Wie schon oben erwähnt, sind die 5 Säulen des Lebens (Schlaf, Ernährung, Bewegung, Kälte und Atmung) ein wichtiger, wenn nicht entscheidender Bereich, um in stressigen Situationen gelassen und resilient zu bleiben bzw. zu sein. In akuten Momenten sind dazu noch ätherische Öle ein Tipp, den ich immer wieder ausspreche. Und zwar hochwertige und naturreine Öle, ohne chemische Füllstoffe. Ob es ein Pfefferminzöl ist, das großartig bei Kopfschmerzen hilft und die Tabletten erspart, oder ein Lavendelöl, dass mich entspannen lässt. Ein Zitrusöl, wie Zitrone oder Orange, das stimmungsaufhellend wirkt und gute Laune verbreitet. Naturreine Öle können im Tee oder Wasser eingenommen werden oder in der Duftlampe bzw. einem Diffusor den Raum entsprechend duften lassen. In Punkto Bewegung ist es nicht entscheiden, Sport nun exzessiv zu betreiben. Auch ein Spaziergang in etwas höherem Tempo ist schon gut für das gesamte Herz-Kreislauf-System. Dazu noch die frische Luft, fertig. Auch Treppen laufen statt Aufzug oder Rolltreppe nehmen, kann ich leicht umsetzen. Das Auto nicht vor der Tür, sondern eher um die Ecke parken. So sammele ich schon Schritte und Bewegung über den Tag verteilt. Es gilt immer zu schauen, was kann ich leicht umsetzen, ohne wahnsinnig viel Aufwand zu betreiben. Sonst falle ich eher wieder in die unliebsamen Gewohnheiten zurück. Bei all diesen Bereichen geht es immer um die Übung und das Bewusstsein, um das Dranbleiben und auch um das „gnädig mit sich sein“, wenn es mal einen Tag nicht geklappt hat. Je länger ich dranbleibe und umsetze, umso eher wird es eine neue und gesunde Gewohnheit.
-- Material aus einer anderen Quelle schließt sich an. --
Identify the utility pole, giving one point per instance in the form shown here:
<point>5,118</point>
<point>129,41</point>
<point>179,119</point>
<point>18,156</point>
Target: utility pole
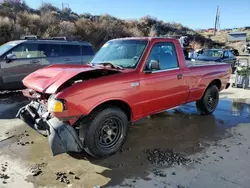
<point>217,20</point>
<point>63,5</point>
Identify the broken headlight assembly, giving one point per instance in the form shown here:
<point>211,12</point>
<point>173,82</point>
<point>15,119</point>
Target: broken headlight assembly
<point>55,105</point>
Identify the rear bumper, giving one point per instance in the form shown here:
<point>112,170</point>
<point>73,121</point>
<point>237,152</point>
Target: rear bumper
<point>61,136</point>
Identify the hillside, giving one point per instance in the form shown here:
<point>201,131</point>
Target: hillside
<point>222,37</point>
<point>18,19</point>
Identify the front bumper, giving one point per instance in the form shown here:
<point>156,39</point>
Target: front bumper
<point>61,136</point>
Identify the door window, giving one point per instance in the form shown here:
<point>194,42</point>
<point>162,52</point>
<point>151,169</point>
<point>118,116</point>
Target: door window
<point>230,54</point>
<point>226,54</point>
<point>49,50</point>
<point>71,50</point>
<point>26,50</point>
<point>87,50</point>
<point>165,53</point>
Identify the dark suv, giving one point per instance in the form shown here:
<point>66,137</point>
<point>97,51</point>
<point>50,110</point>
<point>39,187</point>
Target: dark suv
<point>22,57</point>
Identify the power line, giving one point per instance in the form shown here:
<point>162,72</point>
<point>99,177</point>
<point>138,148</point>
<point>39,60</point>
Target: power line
<point>217,20</point>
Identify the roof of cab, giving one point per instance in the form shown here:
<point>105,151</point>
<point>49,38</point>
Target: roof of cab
<point>50,41</point>
<point>143,38</point>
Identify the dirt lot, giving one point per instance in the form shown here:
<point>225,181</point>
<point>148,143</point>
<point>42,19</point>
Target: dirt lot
<point>177,148</point>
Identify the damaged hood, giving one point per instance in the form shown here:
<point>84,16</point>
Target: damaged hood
<point>49,79</point>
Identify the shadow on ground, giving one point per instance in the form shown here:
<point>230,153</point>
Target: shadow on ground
<point>181,129</point>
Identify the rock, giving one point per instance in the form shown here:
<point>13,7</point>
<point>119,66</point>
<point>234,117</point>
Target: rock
<point>37,172</point>
<point>181,186</point>
<point>76,178</point>
<point>71,173</point>
<point>161,157</point>
<point>159,173</point>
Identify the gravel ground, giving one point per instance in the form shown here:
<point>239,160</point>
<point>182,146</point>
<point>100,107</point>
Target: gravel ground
<point>178,148</point>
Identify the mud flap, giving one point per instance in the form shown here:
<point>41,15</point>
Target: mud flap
<point>63,137</point>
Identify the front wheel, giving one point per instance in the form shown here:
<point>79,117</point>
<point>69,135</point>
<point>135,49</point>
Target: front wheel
<point>107,131</point>
<point>209,101</point>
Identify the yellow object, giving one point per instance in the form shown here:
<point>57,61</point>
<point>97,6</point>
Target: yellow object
<point>58,106</point>
<point>55,106</point>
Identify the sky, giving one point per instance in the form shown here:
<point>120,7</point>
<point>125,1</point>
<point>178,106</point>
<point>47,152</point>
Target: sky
<point>195,14</point>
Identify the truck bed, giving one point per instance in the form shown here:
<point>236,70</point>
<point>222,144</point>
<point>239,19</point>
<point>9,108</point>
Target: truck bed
<point>202,63</point>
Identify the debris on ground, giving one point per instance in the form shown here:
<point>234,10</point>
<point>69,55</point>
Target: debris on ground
<point>70,172</point>
<point>36,169</point>
<point>7,138</point>
<point>62,177</point>
<point>4,167</point>
<point>159,173</point>
<point>4,176</point>
<point>125,150</point>
<point>169,157</point>
<point>112,166</point>
<point>76,177</point>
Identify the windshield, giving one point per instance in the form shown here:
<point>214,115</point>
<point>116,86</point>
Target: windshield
<point>123,53</point>
<point>7,46</point>
<point>212,53</point>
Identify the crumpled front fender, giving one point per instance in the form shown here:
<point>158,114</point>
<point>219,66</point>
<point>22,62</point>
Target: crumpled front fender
<point>62,137</point>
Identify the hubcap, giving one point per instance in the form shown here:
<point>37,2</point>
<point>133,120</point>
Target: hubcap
<point>110,133</point>
<point>212,101</point>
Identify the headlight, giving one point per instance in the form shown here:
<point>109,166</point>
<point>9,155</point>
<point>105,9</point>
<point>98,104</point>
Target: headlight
<point>55,105</point>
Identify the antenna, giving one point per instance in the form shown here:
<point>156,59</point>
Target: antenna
<point>217,20</point>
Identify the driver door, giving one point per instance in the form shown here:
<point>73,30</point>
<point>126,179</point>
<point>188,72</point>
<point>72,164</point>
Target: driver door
<point>165,88</point>
<point>26,61</point>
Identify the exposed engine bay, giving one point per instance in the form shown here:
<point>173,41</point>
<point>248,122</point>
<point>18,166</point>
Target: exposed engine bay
<point>88,76</point>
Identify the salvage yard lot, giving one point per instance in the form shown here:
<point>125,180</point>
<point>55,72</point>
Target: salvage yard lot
<point>177,148</point>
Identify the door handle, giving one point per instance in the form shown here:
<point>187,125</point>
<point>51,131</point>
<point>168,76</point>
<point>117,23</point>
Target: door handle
<point>34,61</point>
<point>179,76</point>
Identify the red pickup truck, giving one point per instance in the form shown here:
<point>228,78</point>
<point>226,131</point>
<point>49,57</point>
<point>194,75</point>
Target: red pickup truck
<point>89,107</point>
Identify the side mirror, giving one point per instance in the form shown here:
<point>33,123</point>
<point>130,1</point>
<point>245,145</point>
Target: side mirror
<point>10,57</point>
<point>154,65</point>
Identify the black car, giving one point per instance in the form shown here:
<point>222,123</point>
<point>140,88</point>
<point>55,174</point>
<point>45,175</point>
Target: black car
<point>218,55</point>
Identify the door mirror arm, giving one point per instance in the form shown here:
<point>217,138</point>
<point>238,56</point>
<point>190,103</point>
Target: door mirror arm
<point>10,57</point>
<point>153,65</point>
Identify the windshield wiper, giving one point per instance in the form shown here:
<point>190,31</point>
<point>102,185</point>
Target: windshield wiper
<point>111,64</point>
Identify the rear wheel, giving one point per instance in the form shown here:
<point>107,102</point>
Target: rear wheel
<point>107,131</point>
<point>208,103</point>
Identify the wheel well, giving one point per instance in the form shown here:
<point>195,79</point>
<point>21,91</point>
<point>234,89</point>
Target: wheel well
<point>118,103</point>
<point>217,83</point>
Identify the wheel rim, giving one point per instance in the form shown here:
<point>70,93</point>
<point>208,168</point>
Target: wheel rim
<point>212,101</point>
<point>109,133</point>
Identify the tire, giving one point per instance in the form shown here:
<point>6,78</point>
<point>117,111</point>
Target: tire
<point>99,132</point>
<point>209,101</point>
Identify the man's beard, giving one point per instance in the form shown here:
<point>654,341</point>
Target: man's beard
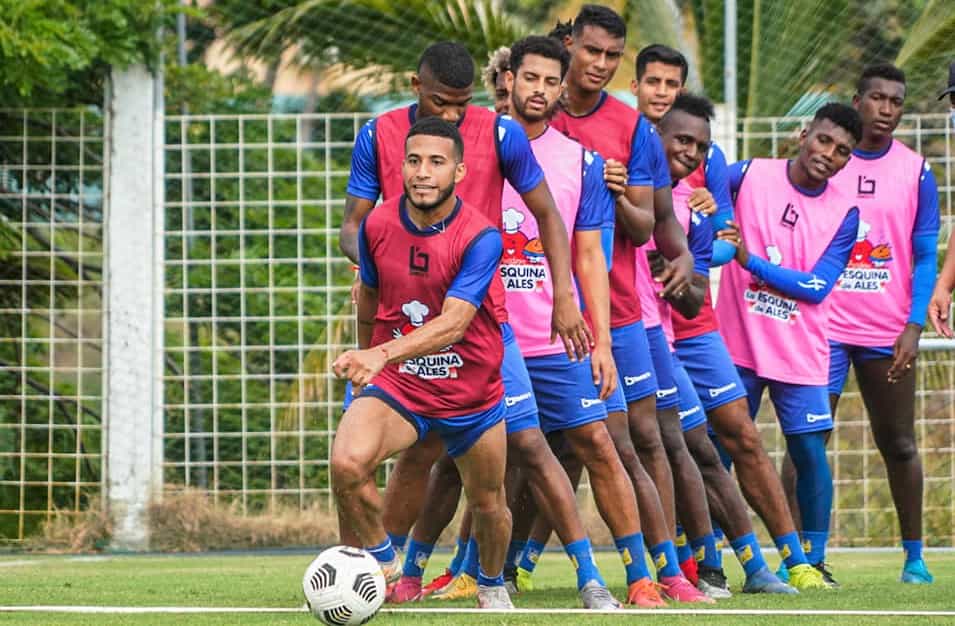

Mein letzter Tipp, um auch in die Tiefe zu gehen, ist zu schauen, was denn auch die emotionalen und seelischen Ursachen meines körperlichen Symptoms sind. Jeder Bereich im Körper und somit auch das Symptom ist mit einem mentalen Thema verknüpft. Bei Kopfschmerzen ganz allgemein gesprochen, steht oftmals das Thema „Angst und Zweifel“ dahinter. Wie sehr vertraue ich mir bzw. wie sehr zweifele ich an mir. Zweifeln löst Unsicherheit aus und Unsicherheit macht Angst. So gehe ich nicht meinen Weg und staue Energien in mir auf. Diese aufgestauten Energien wiederum sind wie ein Druckkessel, der sich gerne eben im Kopfbereich anstaut und eben Kopfschmerzen auslöst. Schaue ich mir jedoch an, in welchem Lebensbereich ich mit Ängsten und Zweifeln zu tun habe, kann ich es zunächst verstehen und einordnen, anerkennen und dann auch in die Veränderung gehen. Dies ist jetzt nur ein minimaler Exkurs in den Bereich der Psychosomatik und ganz an der Oberfläche angesiedelt. Dennoch ist es eine weitere und sehr unterstützende Möglichkeit, sich mit körperlichen Themen auseinanderzusetzen.
Frau Bolten, vielen herzlichen Dank für das Interview.